Просыпаясь по утрам, Матильда всегда невольно замирала, ожидая услышать привычный шум моря. И каждый раз, когда ей это не удавалось, она вспоминала, что с недавних пор живет не в Фекане, а в Байе. Девушка скучала по рокоту волн и немало удивлялась этому. Собственно говоря, в Фекане она никогда не чувствовала себя уютно и в доме Спроты тоже оставалась чужой. Матильду по-прежнему обеспечивали всем необходимым, но она так и не определила до конца свое положение и свою роль в этих стенах. Девушка научилась орудовать иголкой и ниткой и помогала шить новые платья для Герлок – Спрота, в отличие от нее, годами носила одну и ту же одежду. Способности Матильды к чтению и письму тоже были оценены по достоинству, потому что Спрота не умела ни того, ни другого, а Герлок умела лишь отчасти, и скоро обе женщины настолько привыкли к юной послушнице, что бо́льшую часть времени проводили в ее обществе. Слуги тем не менее бросали на Матильду подозрительные взгляды: ее неразговорчивость воспринимали как горделивость, а стремление к одиночеству – как враждебность, и девушка не делала ничего, чтобы исправить эту ошибку. Она ни с кем не стремилась поддерживать добрые отношения. Ей ведь хотелось вернуться наконец в монастырь, а не жить у Спроты.

Прошло уже два с половиной года, а Матильда ни на шаг не приблизилась к исполнению этого желания, и когда несколько недель назад она уехала из Фекана, путь ее лежал не к священным стенам, а в Байе – город на западе Нормандии, расположенный довольно далеко от моря. Матильда убеждала себя в том, что ей не важно, где жить, поскольку вне монастыря она везде чувствовала себя чужой, но во время поездки (которая Спроту, Герлок и маленького Ричарда вела к цели, а ее, наоборот, все больше отдаляла от нее) девушка испытывала злость, которая становилась все сильнее. Матильда понимала, что должна быть благодарна, ведь здесь ей предоставили защиту от врагов, еду и крышу над головой, но каждый новый день казался ей пыткой, жизнь – пустой тратой времени, а Спрота и Герлок – не подругами (хотя они были вполне готовы ими стать), а чужими людьми, не способными понять ее. Как же она скучала по Мауре, вместе с которой подолгу молилась и трудилась в скриптории! Маура поняла бы ее чувства, разделила бы ее стремление к воздержанию и отчужденность от жестокого мира, укрепила бы в ней веру.

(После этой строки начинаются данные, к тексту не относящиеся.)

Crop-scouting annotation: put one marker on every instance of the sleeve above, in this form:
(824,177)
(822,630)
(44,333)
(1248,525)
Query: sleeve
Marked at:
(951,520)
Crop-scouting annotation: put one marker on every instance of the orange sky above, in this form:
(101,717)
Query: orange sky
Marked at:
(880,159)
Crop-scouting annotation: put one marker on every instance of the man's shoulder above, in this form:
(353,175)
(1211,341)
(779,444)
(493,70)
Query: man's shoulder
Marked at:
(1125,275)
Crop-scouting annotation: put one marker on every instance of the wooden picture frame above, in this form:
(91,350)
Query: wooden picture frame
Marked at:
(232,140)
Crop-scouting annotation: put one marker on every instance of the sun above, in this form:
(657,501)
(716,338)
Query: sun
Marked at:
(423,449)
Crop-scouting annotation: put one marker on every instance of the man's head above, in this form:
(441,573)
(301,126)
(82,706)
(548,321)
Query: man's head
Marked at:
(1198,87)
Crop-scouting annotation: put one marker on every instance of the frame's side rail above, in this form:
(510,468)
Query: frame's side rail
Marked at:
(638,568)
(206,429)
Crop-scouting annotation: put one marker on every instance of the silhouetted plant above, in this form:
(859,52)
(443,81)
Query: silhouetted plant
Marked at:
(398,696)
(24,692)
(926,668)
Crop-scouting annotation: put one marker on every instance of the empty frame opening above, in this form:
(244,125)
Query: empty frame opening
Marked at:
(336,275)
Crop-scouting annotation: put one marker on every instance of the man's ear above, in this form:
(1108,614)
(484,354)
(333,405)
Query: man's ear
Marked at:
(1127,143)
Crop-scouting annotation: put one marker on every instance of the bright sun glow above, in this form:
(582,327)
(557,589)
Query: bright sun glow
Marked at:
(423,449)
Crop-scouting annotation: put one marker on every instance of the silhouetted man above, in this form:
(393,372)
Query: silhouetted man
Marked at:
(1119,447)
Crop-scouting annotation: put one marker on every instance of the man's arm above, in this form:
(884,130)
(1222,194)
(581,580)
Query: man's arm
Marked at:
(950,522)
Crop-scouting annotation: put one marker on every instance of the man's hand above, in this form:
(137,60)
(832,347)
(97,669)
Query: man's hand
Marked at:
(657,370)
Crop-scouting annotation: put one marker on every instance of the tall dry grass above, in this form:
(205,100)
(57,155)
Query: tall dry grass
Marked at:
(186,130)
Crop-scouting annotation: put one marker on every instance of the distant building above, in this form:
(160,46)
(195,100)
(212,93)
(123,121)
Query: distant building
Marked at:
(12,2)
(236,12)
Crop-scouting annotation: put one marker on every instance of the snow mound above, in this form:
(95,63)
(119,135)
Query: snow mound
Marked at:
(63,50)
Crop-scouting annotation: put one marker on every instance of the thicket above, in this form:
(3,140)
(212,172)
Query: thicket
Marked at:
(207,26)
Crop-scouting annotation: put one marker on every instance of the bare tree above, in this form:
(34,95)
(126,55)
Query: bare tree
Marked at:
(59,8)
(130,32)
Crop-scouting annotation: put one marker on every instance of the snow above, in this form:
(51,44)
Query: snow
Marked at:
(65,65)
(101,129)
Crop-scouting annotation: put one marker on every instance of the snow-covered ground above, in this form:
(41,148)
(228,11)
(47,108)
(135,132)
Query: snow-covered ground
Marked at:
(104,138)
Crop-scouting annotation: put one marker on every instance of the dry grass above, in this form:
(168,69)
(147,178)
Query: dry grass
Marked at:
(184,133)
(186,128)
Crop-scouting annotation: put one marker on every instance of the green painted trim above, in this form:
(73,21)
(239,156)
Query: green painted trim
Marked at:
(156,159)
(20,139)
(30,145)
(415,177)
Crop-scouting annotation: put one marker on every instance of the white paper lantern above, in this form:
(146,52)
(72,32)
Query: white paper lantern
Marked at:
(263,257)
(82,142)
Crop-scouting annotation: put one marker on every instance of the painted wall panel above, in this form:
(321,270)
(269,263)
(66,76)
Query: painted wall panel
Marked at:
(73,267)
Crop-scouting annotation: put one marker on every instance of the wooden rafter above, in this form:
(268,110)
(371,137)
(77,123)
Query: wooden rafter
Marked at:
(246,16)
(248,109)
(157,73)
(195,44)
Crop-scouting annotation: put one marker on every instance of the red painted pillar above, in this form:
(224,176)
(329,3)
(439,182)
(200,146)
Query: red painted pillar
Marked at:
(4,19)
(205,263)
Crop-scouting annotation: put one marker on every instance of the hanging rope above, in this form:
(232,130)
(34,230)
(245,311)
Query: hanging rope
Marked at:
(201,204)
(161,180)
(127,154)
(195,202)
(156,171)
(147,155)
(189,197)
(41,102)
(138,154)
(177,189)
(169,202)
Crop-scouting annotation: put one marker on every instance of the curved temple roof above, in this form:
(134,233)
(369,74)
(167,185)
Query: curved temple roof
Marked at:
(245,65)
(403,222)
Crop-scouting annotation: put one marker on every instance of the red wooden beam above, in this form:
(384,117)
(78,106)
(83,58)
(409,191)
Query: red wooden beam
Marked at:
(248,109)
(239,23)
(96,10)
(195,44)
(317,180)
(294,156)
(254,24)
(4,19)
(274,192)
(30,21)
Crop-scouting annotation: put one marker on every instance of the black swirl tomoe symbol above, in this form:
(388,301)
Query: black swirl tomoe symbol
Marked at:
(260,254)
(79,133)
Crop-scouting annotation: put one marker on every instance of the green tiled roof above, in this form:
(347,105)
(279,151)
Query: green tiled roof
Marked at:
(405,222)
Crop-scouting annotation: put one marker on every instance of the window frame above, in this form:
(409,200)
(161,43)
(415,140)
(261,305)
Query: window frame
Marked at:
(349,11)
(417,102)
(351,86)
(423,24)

Но Маура была мертва, и Матильде приходилось почти все свободное время проводить с Герлок и Спротой. В это утро они тоже собрались вместе в самом большом зале замка – единственном месте, где можно было согреться. Женщины придвинулись ближе к камину, потому что весна только началась и солнце еще не радовало теплом. Матильда уединилась в уголке, чтобы, стоя на коленях на каменном полу, прочитать утреннюю молитву. Она не могла посещать богослужения так часто, как хотела, но старалась не пропускать молитвенные часы. Однако в этот день девушка никак не могла собраться с мыслями, смотрела на паутину в углу, которую не заметила нерадивая служанка, и не могла произнести ни одного слова, восхваляющего Бога.

Герлок, как всегда в легком платье, первой отошла от камина, не выдержав долгого бездействия, и приблизилась к Матильде. Ее не смутило то, что девушка молилась: Герлок почти никогда не обращала внимания на занятия других людей.

– Ты только взгляни!

Герлок грациозно покружилась, но Матильда не сводила глаз с паутины и лишь боковым зрением заметила новую брошку на накидке, надетой поверх не менее новой туники.

– Как сверкает камешек! А хочешь прикоснуться к этой ткани? Она такая мягкая, такая блестящая!

Девушка встала прямо перед Матильдой, и той не оставалось ничего иного, кроме как посмотреть на нее. Прикоснуться к ткани она все же отказалась.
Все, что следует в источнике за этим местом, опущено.